Does the dynamics of keeper league's affect this at all. When is over spending for the sole purpose of spending your budget okay? For example If I have have a Cabrera valued at $50 and the bidding goes to $60, should I keep bidding because I have the budget it for it or should I look for something elsewhere? I am not as adept as a lot of players in fantasy but growing up around New York City poolrooms thought me that you have to pay to learn so I don't mind paying and losing. As long as I am learning.
This is one concept I can't get my mind around and would really appreciate any help you might be willing to offer. I enjoy the game and would just like to be more competitive, make less mistakes etc.
There are some excellent questions here. Let's look at each one separately.
Why do I have to spend all of my money? In a reset league, the simple answer is that you cannot take that money home with you. Bargains at the draft are always great, but if your team is completely full of bargains and you still have some money left over at the end of a reset league, you either have an issue with the dollar values you are utilizing, or the rest of your league mates do. If you end a draft with a few bucks left over, it is one thing. If you get to your final three slots with $30-$60 left over, which I witness happen twice in Tout Wars this weekend, you have an imperfect storm of poor execution and issues with your dollar values.
Does the dynamics of a keeper league affect this at all? Absolutely, it does. Keeper leagues present inflation, which makes all standard published dollar values the starting point for research rather than the final answer. You have to get your keeper lists, and then see how much value out of the talent pool is being protected in order to know how much to inflate the dollar values of the players available. In a keeper league, you buy what fits your plan. If your plan is a two to three year plan, buy accordingly. Last season in a league he and I play together in, I had a rather poor keeper list and I quickly figured out once the guys I really wanted were going several dollars over my projections, I punted the season at the draft.
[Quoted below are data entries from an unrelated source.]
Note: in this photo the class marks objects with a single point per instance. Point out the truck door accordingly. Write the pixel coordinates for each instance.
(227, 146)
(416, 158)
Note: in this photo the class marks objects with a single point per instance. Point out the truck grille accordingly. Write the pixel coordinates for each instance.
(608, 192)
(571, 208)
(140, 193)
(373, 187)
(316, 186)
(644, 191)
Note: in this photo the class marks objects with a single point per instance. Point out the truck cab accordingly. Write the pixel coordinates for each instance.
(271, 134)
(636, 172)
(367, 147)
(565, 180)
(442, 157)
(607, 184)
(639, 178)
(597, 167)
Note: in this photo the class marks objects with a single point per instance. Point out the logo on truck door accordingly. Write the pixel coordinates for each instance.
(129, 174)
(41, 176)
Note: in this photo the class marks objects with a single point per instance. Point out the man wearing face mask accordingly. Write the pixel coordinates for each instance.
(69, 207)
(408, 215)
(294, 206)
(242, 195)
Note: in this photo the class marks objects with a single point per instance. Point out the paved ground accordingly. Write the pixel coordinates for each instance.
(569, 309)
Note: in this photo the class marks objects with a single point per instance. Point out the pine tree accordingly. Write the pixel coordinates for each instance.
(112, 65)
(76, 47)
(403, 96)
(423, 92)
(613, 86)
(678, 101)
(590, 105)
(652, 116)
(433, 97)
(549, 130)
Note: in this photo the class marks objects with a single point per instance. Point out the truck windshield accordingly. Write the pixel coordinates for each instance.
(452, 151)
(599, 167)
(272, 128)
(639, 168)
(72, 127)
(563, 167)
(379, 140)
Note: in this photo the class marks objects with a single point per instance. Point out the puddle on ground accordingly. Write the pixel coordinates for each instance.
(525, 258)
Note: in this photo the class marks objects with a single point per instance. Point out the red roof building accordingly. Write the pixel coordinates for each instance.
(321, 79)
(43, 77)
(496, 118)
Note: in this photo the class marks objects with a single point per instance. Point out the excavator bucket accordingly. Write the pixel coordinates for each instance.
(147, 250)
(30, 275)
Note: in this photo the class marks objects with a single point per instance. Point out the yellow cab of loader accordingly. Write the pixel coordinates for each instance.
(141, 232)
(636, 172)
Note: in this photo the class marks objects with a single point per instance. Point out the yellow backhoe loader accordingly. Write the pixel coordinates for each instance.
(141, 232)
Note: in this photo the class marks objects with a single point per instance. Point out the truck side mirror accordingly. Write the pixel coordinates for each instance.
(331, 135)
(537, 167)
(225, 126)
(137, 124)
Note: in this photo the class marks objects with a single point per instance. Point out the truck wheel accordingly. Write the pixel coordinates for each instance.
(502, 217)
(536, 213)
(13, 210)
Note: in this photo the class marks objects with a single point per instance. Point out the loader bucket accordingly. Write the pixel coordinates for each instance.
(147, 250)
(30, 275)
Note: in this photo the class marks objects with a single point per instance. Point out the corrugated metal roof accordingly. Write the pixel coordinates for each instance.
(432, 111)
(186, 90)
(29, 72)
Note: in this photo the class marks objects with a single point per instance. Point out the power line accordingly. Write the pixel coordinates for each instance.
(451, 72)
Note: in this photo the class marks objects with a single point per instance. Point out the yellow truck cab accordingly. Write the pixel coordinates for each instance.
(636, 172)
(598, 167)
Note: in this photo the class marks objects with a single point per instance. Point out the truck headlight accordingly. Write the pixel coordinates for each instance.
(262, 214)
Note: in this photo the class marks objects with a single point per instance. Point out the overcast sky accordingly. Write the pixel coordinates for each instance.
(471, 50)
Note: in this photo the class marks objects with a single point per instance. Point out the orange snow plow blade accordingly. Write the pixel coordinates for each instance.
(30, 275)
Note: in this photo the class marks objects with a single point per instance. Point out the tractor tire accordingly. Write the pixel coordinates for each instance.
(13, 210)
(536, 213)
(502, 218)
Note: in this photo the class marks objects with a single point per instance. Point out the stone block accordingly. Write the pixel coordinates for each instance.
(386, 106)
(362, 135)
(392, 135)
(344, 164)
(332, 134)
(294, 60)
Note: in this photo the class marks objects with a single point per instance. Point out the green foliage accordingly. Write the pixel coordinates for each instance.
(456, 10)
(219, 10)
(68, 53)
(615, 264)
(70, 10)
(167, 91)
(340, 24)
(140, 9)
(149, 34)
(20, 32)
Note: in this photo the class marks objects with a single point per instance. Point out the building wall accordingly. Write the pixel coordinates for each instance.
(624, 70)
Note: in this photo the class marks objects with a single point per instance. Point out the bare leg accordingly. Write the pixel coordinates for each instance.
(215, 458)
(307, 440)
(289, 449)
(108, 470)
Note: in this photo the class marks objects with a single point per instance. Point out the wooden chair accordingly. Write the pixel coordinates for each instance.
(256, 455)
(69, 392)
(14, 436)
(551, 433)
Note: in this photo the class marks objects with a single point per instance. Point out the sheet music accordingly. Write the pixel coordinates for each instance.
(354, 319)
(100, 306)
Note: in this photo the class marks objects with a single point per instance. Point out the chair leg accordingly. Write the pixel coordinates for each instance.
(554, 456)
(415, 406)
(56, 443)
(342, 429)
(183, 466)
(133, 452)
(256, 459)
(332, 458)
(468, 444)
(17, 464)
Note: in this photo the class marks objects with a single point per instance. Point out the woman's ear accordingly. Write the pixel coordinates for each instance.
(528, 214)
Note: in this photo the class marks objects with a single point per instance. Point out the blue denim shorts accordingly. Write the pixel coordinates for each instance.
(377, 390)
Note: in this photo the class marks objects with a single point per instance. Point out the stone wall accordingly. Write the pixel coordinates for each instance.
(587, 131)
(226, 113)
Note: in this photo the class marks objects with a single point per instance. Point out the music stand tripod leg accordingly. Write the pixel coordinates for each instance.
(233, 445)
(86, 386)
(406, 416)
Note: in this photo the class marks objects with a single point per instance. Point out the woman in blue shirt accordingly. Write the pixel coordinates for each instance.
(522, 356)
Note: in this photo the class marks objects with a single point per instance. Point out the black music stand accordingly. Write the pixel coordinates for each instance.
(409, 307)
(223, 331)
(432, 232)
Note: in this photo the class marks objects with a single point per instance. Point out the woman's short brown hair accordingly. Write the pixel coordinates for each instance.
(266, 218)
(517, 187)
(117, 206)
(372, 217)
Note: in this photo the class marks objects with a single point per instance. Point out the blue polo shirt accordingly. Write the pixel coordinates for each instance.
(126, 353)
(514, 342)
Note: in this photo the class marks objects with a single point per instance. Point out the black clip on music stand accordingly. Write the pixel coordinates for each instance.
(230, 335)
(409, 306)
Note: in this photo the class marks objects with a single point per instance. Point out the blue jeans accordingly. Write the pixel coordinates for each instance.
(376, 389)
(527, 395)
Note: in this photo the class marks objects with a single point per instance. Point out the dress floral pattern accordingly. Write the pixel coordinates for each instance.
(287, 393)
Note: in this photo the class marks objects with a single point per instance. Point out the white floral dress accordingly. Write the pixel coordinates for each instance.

For example, I wanted Matt Kemp at $45. He went $51. The first five guys I wanted each went at least $6 more than I had projected. I decided to let people spend their money and then bought mid-tier guys for the sole purpose of trading for better keepers. I ended up trading for Billy Hamilton, Gregory Polanco, Archie Bradley, and Eddie Butler in this league while also landing Anthony Rendon, Andrelton Simmons, and a somewhat cheap Hanley Ramirez. It put my keeper list for 2014 in much better shape and rather than chasing multiple numbers, I was able to chase a more narrowed skill set in my most recent auction.
When is over spending for the sole purpose of spending your budget okay? This is never OK in a keeper league. You are buying a player for multiple years, so there is no reason to throw a lot of money on your final players simply because you have it. If you walk away from a keeper league auction with money on the table and you have hit your categorical targets that you wanted to hit, job well done. If you fell short, and left money on the table, you can play the couldawouldashoulda game and figure out who you may have landed had you gone the extra dollar or three. In a reset league, this depends on the rules. Early in an auction, if you have Cabrera at $50 on your sheet and are also the high money man by $10 or more dollars, you do not need to give up the high ground simply because you have the advantage. You can, and let people drive you up or stick them with the player, or you can wait and buy two $30 players later when others will be powerless to stop you.
You are not fooling anyone if you throw down your final $15 on a second catcher or a middle reliever because you had the money. The critics are still going to find issues with your roster. In Tout Wars, we have rules that allow you to reclaim a player's auction salary in FAAB dollars. Yesterday, a Tout Wars owner dropped $61 on Brandon Beachy to salvage his draft and will get to reclaim that as FAAB giving him 60|PERCENT| more FAAB dollars to play with throughout the season. He can trade that money, or he can spend that money to help improve the holes in his team. Outside of those two reasons, if you are the high money owner on the board two-thirds of the way through a reset auction, ignore your dollar values and buy the players that you most need to get as close to your categorical benchmarks as possible.
In the end, auctions all come down to being confident in your dollar values and not letting others muscle you around. Keeper auctions are three year plans and dollars saved in year one are dollars earned when you get to that third year and have to decide whether or not to extend that player. If you threw $15 down on Glen Perkins three years ago because you liked him as a middle reliever and did not want to be ridiculed for leaving money on the table, you would likely be letting him walk after this season rather than extending his contract.
It is your team, it is your auction dollars, and it is your real dollars you are paying to play in the league. Be diligent with the fake money and the real money will come sooner rather than later.